There is a discussion of what to do about Hank's enchanted clothes; when Merlin has the sense to suggest that they strip him, they do so immediately. Hank is embarrassed, but everyone else discusses his physique with no hesitation or concern.
Finally, Hank is carried off to the dungeon, but he is so tired that he falls asleep almost as soon as they leave him to himself in the cell. When he awakens, he is sure that everything that has happened to him is a dream. Just then, however, Clarence comes to visit him, which dispels the notion.

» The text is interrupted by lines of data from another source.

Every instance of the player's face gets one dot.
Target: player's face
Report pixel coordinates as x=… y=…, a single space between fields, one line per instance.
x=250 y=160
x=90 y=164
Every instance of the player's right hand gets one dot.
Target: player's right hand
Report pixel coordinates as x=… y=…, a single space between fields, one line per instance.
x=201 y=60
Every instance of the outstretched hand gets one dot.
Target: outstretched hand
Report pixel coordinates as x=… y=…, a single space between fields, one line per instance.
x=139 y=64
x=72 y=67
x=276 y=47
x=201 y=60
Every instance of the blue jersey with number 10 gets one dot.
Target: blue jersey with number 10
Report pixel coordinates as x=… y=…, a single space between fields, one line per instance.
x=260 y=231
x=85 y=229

After he finally gets it through his head that this is no dream, Hank asks Clarence to help him escape; Clarence, however, thinks that such a feat is impossible because there are so many guards. In addition, Merlin has put a spell on the dungeons, and no one in the kingdom would think of helping anyone escape. Hank, hardheaded Yankee that he is, hoots at the idea of a magic spell, but that gives him an idea: He tells Clarence that he is a magician himself. Furthermore, he claims to be a much more powerful magician than Merlin, and he sends Clarence to let the court know that there will be trouble if anything happens to him.
While Clarence is gone, Hank worries about whether or not it will occur to the boy that a magician wouldn't have to send a boy with this message. (It doesn't.) He also decides to use the eclipse as his piece of magic.
When Clarence returns, he reports that the message had an effect, but that Merlin scoffed because the disaster was not named. Thus Hank sends Clarence back with the message that he will blot out the sun if he must.